Filed under: Mixed Martial Arts — Tags: , — nyfight @ 12:02 am
Promoter Neglia finds mixed martial arts home in A.C. for Ring of Combat

ATLANTIC CITY – Mixed martial arts promoter Louis Neglia figured out a few years ago that it is easier to scale a mountain by taking a roundabout route than by charging straight up its face. It is that conservative approach that has kept Neglia’s Ring of Combat as one of MMA’s strongest organizations while others have been forced to tap out after becoming tapped out.

According to published reports, organizations such as EliteXC and International Fight League are struggling financially and Vineland-based Cage Fury Fighting Championships folded last year.

“Those other (MMA) promoters are like used-car salesmen just looking to make a quick buck,” said Neglia, who will stage Ring of Combat XX tonight at Tropicana Casino and Resort. “I’m doing this for the love of the sport.”

Neglia, a 55-year-old native of Brooklyn, N.Y., is one of MMA’s pioneers. Along with Ray Longo, he staged the first fight sanctioned by the New Jersey Athletic Control Board.

On Feb. 26, 2000, Neglia convinced then-NJACB commissioner Larry Hazzard to approve a one-round exhibition between Steve Anshelewitz and Mark Shopp as part of a full-contact karate show held at the Trop. A few months later, the NJACB got together with a few MMA promoters and fighters to devise the rules and regulations that are now universally used in fights.In the past eight years, a number of MMA organizations have held cards in Atlantic City, including high-profile outfits such as UFC, EliteXC and International Fight League. But none have had the consistent presence in town like Ring of Combat. Tonight’s card will be Neglia’s 11th straight on the Boardwalk.

“We’ve been doing business with Louis for a number of years now and I can honestly say we have never had a single problem,” said state Deputy Attorney General Nicholas Lembo, the NJACB’s legal counsel who also oversees most of the state’s MMA shows. “We’ve never had a single fighter complain, and that’s rare in MMA and boxing.

“Louis also deserves a lot of credit for the quality of his shows. If you’re a fan, you know that when you go to Ring of Combat, you’re going to see competitive, exciting fights.”

The Tropicana evidently agrees. Eighteen of the previous 19 Ring of Combat cards have been held in its showroom – Ring of Combat IX was in Asbury Park – and two more are scheduled for Sept. 12 and Nov. 21, respectively.

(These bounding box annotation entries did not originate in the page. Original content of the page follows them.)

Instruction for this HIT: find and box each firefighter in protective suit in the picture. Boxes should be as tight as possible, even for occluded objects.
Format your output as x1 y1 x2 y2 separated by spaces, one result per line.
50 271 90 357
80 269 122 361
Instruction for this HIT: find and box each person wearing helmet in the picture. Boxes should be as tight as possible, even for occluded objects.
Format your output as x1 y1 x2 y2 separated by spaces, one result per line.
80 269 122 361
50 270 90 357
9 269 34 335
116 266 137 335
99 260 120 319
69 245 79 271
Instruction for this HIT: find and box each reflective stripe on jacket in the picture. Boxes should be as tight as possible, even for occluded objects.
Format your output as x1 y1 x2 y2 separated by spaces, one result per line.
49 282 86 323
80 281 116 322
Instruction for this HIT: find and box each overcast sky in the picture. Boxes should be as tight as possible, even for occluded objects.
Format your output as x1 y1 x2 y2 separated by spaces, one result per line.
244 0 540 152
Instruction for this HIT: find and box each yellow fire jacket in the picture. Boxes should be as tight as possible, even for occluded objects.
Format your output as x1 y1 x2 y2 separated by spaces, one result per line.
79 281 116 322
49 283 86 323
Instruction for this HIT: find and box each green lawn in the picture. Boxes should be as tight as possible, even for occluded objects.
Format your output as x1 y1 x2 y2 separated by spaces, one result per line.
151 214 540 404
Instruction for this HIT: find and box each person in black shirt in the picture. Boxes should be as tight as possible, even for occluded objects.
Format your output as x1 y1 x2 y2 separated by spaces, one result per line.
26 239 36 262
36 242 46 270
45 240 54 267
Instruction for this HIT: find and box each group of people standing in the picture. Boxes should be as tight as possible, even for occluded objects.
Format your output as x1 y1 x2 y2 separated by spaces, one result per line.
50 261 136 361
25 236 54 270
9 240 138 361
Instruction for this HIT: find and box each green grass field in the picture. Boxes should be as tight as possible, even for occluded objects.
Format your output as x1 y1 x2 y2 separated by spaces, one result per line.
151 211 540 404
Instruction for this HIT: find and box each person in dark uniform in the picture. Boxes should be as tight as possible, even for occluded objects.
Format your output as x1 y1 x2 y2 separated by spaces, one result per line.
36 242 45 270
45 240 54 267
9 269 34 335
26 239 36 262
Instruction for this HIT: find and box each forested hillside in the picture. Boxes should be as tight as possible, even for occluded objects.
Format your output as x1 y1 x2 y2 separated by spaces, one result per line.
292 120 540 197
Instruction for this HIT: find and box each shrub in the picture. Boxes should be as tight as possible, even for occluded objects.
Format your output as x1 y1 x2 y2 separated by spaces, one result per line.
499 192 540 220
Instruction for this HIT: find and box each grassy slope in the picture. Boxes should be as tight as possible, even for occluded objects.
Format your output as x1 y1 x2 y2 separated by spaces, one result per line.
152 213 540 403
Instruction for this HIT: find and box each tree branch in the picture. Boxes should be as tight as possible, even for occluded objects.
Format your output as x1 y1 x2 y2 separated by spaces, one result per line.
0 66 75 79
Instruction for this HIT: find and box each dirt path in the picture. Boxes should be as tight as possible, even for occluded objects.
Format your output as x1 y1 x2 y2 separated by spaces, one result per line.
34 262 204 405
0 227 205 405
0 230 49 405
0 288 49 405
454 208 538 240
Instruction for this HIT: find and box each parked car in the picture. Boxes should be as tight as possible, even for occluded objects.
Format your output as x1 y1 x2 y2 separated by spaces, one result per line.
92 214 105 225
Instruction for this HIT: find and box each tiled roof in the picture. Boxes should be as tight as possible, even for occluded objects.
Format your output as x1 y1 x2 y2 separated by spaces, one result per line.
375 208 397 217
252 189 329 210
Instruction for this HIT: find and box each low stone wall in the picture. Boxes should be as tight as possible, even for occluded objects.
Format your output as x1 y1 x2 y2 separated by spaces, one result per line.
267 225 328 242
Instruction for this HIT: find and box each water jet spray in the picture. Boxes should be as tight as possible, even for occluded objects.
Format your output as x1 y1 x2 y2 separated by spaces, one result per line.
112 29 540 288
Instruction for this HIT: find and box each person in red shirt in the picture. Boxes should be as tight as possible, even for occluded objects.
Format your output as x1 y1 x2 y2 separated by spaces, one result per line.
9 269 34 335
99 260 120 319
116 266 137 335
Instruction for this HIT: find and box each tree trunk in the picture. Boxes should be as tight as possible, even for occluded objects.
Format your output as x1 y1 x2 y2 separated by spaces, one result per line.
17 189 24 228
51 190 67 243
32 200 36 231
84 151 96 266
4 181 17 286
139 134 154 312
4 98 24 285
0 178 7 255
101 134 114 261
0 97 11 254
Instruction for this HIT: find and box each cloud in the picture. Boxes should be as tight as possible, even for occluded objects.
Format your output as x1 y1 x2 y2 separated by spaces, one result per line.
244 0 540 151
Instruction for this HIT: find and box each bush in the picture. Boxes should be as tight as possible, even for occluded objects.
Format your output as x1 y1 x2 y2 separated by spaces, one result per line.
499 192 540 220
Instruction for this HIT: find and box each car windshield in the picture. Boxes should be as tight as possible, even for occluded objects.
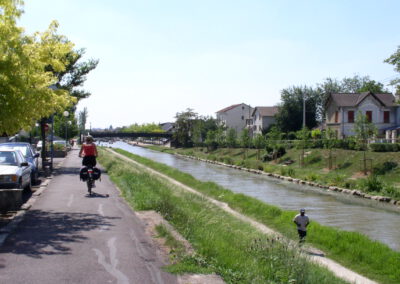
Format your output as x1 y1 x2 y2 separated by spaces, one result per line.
12 146 31 157
0 143 32 158
0 151 17 166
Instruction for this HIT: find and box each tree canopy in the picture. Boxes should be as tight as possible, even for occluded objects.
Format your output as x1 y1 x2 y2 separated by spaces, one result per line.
385 46 400 93
0 0 76 134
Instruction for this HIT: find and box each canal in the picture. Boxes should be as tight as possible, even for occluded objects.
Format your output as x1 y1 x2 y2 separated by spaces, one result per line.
112 142 400 251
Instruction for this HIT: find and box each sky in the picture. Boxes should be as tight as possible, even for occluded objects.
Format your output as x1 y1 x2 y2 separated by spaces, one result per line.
19 0 400 128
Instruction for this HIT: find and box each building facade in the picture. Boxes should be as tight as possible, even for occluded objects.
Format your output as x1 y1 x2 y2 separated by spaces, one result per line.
216 103 253 133
250 106 278 136
325 92 400 138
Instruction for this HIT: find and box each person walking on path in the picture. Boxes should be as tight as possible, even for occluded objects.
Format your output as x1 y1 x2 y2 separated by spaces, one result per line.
293 208 310 244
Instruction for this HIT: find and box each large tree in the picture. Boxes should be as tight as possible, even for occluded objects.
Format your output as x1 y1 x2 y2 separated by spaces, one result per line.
385 46 400 94
0 0 76 134
174 108 198 147
275 86 321 132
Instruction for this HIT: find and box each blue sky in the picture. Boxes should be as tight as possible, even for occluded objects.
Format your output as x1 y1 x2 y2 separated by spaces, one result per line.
20 0 400 127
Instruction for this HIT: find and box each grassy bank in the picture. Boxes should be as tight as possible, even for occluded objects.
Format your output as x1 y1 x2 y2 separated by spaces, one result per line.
149 146 400 199
99 150 344 283
111 150 400 283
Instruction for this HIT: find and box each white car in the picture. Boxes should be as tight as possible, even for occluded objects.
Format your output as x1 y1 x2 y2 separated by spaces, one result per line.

While other casinos such as the Trump Taj Mahal Casino Resort and Showboat Casino-Hotel have dabbled in professional MMA, the Trop is the only one that has made it a main course on its entertainment menu. In addition to Ring of Combat, Battle Cage Xtreme is slated to hold cards at the Trop on July 12 and Oct. 18.

“We were looking for something that would appeal to a younger demographic that spends a lot of time in The Quarter (at the Trop),” said Michelle Robb, Tropicana’s entertainment director. “Some of our concerts don’t appeal to that age group, but MMA certainly does. Every event we’ve had here has done very well.”

Ring of Combat’s appeal centers around its deep stable of fighters. Several of its top performers such as Phil Barone, Frankie Edgar and Matt Serra have gone on to compete for higher-profile organizations like UFC.

Because Neglia does not permit mismatches, each of tonight’s 14 bouts is regarded as a toss-up. Fighters who want to be coddled and protected should seek other organizations. That usually makes for even, competitive matches that can only help the sport.

“I’m not like some of the other promoters in that I have no interest in signing has-beens or guys with no talent,” said Neglia, who was a three-time world kickboxing champion. “I don’t care if a guy is from Kalamazoo, Mich.; if he can fight, I’m interested.

“I pay my fighters well (usually between $4,000 and $25,000), and they also know that I look out for them and care about them. They all know that my word is my bond and that’s the most important thing.”

NOTES: Doors to Tropicana’s Showroom open at 8 p.m. with the first undercard bout scheduled for 8:30 p.m. Three championship fights are scheduled. The main event is the USKBA welterweight title bout between Nick Catone and Erick Tavares. Tickets are priced from $50 to $150 and are available at the Trop box office and through Ticketmaster.